In the morning of budget day, BBC Radio 4 were in Easington, County Durham, talking to ex-miners in a place where there have been three decades of job losses, a place where people are not feeling the economic"recovery" the government has promised us. It was heart-breaking listening. My comrade Harry Barnes has written about Easington colliery; his father moved there in 1912 and when he died there 84 years later when the pit had been three years closed. Here's an extract from Harry's post:
Although Easington went through some tough pioneering years, by the time the 1931 economic depression broke and my father was 22 the population (of Easington Colliery and adjoining Easington Village combined) had reached 12,000. This meant that even with relative impoverishment it established a range of shops, cinemas, clubs, pubs, churches, chapels, schools and Miners' Welfare facilities. The Miners' Federation was committed to building Aged Miners' Homes and providing medical facilities, whilst the Labour Council embarked upon Council House building. It meant that although my father did not have an easy life, he had a full life. These fulfilments need to be appreciated if we are to put the harsh aspects of his life in perspective.
Note: the songs at the start and end of this post are by Ed Pickford, from County Durham, who turned seventy last year. 


It’s Monday night, and I’ve been watching BBC4’s documentary on the Miners’ Strike, which started a quarter century ago. The documentary, focusing on a small group of Hatfield strikers, is a well made piece, and a powerful experience. Most affecting are the men, the strikers – Dave DouglassDave Nixon, Harry Harle, Tony Clegg, Mick Mulligan: incredibly articulate, intelligent, reflective. They relate the stories with a vividness as if they are talking about yesterday, but you do not have the sense that these are stories they have told again and again. And they have an extraordinary nobility about them. It is palpable the extent to which the experience transformed them completely, how the hatred tempered them, how much courage it took to get through it, particularly as the strike came to an end and defeat became inevitable, a shameful, humiliating defeat.

Also clear is the level of solidarity and community that was present in the pit villages before the strike, and which also strengthened by the strike. As two of the men suggest, Thatcher’s victory over the miners was partly a victory for individualism over community. Thatcher’s successors like to point to our working class communities and the social fragmentation there – “Broken Britain”; but what broke these places? Thatcher’s war on the unions, with the confrontation with the miners as the central theatre of battle, broke the institutions of self-help and mutual aid, destroyed the culture of solidarity that bound such villages, devastated a working class moral economy which sustained these communities. 

The fact that this was a war is also brought home by the film. I don’t think that people younger than me can really appreciate how clearly the lines were drawn, how divided Britain was. The picket lines were incredibly violent, with most of the violence coming from the police, especially the Metropolitan police, who acted as an occupying military force in communities like Hatfield.

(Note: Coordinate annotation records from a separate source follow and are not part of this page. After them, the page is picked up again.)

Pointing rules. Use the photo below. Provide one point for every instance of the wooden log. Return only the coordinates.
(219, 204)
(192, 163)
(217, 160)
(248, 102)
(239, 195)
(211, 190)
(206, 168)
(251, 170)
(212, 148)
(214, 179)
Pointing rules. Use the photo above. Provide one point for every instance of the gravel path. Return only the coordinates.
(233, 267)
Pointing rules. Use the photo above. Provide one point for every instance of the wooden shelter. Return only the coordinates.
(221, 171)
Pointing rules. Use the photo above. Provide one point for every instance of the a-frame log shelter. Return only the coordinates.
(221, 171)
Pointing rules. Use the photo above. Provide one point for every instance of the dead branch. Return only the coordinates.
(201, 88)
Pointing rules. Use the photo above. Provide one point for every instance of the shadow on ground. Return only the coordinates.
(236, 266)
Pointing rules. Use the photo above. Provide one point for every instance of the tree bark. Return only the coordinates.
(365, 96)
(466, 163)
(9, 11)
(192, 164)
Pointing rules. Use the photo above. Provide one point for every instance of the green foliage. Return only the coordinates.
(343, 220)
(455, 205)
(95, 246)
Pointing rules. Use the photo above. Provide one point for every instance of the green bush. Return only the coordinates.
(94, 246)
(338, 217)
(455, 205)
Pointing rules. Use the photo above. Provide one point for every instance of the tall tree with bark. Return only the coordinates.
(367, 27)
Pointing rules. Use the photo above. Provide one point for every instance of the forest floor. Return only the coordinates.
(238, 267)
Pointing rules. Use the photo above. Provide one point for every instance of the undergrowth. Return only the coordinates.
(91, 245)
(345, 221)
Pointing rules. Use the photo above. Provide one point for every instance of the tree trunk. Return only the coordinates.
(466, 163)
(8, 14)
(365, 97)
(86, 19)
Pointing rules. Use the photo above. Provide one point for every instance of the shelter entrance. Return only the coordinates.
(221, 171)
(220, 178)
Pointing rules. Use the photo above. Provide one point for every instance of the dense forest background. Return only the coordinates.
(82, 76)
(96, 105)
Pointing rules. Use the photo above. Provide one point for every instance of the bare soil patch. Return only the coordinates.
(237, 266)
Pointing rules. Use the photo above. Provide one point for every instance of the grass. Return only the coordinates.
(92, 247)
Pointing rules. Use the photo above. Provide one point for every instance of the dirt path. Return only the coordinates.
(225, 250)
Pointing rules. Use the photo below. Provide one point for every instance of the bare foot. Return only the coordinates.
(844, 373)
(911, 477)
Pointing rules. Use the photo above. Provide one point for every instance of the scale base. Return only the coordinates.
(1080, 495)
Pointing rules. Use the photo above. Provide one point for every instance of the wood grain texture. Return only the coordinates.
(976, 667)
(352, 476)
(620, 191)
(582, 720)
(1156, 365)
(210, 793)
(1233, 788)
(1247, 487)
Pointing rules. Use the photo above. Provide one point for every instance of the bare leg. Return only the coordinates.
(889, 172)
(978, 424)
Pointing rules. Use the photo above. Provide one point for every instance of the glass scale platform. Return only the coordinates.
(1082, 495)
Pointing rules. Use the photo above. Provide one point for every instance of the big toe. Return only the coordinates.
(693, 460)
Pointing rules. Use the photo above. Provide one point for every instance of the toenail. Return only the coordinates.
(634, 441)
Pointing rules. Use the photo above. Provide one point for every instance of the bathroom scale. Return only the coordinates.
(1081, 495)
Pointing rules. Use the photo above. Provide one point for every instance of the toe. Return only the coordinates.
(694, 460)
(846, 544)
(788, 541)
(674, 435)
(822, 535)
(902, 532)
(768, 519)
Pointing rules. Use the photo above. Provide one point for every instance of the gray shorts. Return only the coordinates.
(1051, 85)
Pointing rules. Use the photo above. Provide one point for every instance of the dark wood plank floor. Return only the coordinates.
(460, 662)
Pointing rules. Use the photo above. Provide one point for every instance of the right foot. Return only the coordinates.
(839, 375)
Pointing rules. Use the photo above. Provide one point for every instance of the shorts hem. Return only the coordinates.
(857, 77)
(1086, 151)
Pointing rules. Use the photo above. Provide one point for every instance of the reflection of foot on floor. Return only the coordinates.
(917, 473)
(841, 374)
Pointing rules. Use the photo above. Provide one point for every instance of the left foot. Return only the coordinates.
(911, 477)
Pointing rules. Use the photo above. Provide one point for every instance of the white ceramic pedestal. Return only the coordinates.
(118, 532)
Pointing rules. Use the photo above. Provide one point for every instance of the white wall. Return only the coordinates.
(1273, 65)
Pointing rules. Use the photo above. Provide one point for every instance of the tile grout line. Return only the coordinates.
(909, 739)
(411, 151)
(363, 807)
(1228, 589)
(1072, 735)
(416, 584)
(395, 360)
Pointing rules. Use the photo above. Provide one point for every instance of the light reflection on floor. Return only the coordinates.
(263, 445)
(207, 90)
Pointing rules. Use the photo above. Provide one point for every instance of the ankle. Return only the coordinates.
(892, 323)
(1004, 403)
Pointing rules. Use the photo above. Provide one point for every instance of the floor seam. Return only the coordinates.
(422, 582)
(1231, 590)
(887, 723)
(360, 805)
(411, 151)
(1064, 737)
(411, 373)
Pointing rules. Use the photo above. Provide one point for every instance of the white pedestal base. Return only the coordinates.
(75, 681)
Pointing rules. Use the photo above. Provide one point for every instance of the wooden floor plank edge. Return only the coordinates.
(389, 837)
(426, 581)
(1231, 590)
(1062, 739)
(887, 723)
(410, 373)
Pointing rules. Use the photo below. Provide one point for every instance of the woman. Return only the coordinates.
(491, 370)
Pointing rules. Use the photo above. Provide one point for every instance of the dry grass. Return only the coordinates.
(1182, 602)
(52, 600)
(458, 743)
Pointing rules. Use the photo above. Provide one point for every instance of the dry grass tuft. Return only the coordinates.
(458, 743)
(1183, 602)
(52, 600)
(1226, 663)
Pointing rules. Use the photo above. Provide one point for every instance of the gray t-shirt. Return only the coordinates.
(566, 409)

And this violence was linked to the way the police protected the fascist National Front in confrontations like Lewisham ’77; it was connected to the troubles in Northern Ireland, to the uprisings in many of Britain’s inner cities, to the violence on other picketlines (most notably at Wapping), to the clampdown of the travelling and festival cultures (most importantly at the Battle of the Beanfield).Britain was essentially in a state of civil war.

Although I am at the younger end of the Miners’ Strike generation, it was that moment which shaped me politically, which therefore made me who I am today. This is brought home to me by the visceral way, a quarter century on, that I find myself responding to this documentary. It strikes me now that – with the signal exception of the part we played in defeating the poll tax and getting Thatcher deposed at the end of the decade – all of the battles I’ve been heavily involved in have been defeated: the campaigns against the next round of pit closures in 1992, against student loans, against successive immigration and asylum bills, against the Criminal Justice Act, and so on. About five years ago, before I started blogging, I was a fan of the now defunct blog Socialism in an Age of Waiting. The title [taken from Victor Serge] captured my imagination. Thatcher's revolution was almost total. The working class movement that fought so hard in 1984 barely staggers on. What does radical politics mean in such a time?


Unknown said…
Its so unfair how the miners strike affected so many people and their lives and put so many people out of work!